Russ is stuck. He wants to cross the street and enter the building–it looks innocent enough, except for the rainbow flag that hangs from the top of the doorframe. But when Brian shows up and puts him at ease, Russ has the motivation he needs to take those two steps up.
Physically it was just two steps for Russ, but mentally and emotionally it was a huge chasm. He had acknowledged to himself that he was gay or queer or whatever terminology was currently in vogue, but once he crossed the street and entered the building everyone else would know. The building wasn’t trying to hide its purpose – there was a big rainbow flag on the door. No one could miss it – it was as if it was advertising its purpose. He looked from across the street at the people going into the building and thought they were all stereotypical of what he was, a young gay man, and even at 17 he knew that the road to acceptance by the straight world would be a long and difficult one. If he took those two steps he would be committed. He didn’t feel brave and he kept telling himself that he was too young to out himself, but if he didn’t do this now, when?

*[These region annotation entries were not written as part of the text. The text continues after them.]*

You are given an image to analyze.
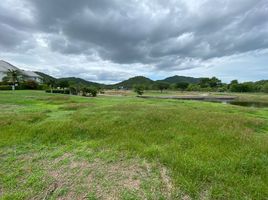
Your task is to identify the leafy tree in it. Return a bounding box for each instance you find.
[20,80,38,90]
[82,86,98,97]
[209,76,222,88]
[262,82,268,93]
[176,82,189,91]
[58,80,69,89]
[187,84,201,91]
[45,79,56,93]
[134,85,144,95]
[156,81,169,93]
[7,69,21,90]
[199,78,210,88]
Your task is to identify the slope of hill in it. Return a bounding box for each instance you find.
[162,75,200,83]
[35,72,57,82]
[113,76,154,88]
[57,77,104,87]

As he stood on his board on the sidewalk he was thinking that he still had 15 minutes to decide if he was going to attend the meeting since he was early, then someone said to him “you’re going to have to go in there sometime…. you might as well get it over and done with.” He turned around and pretended that he didn’t know what the guy behind him was talking about and prepared to launch on his board, but his new friend continued talking to him and seemed very knowledgeable about the building. Then he suggested to Russ that they get to know each other better in the fifteen minutes he had left before deciding whether or not to attend the meeting. Russ knew that it wasn’t that simple. It was what stepping up meant physically and emotionally. As he considered his new friend Brian’s suggestion he wondered, what did he have to lose? But he knew that whatever choice he made could be life changing — being in the closet or living his life out in the open.
Two Steps Up is the story of a very innocent young man’s coming to terms with what he is and what his decision to reveal his sexual orientation will mean for his future because there would be no turning back, but it’s more than just one person’s struggle. For those of us who are straight and have no idea about what it really takes, especially for a teenager (or anyone for that matter), to “out” himself or herself as not being part of what is considered mainstream society, this book is very poignant and revealing. The emotions of that very first time when someone basically tells the world “this is who I am” may not seem to be important or earth shattering, but to Russ it is life changing.
Sean Kennedy paints a picture that I think only someone who has lived his life under the scrutiny of society can do as effectively as he has done in Two Steps Up. I am impressed with the author’s approach to this very sensitive topic against a background of two teenagers skateboarding, and Russ experiencing his first fumbling attempt at kissing someone. Kudos to Sean Kennedy for a wonderful and insightful look at the other side. For such a short book Two Steps Up has a lot of impact!
If/when you decide to read this book you can think of it either as just a story of a gay teenager deciding to take a couple of steps, or look at it from a much broader perspective of the struggles that kids like Russ face on a daily basis.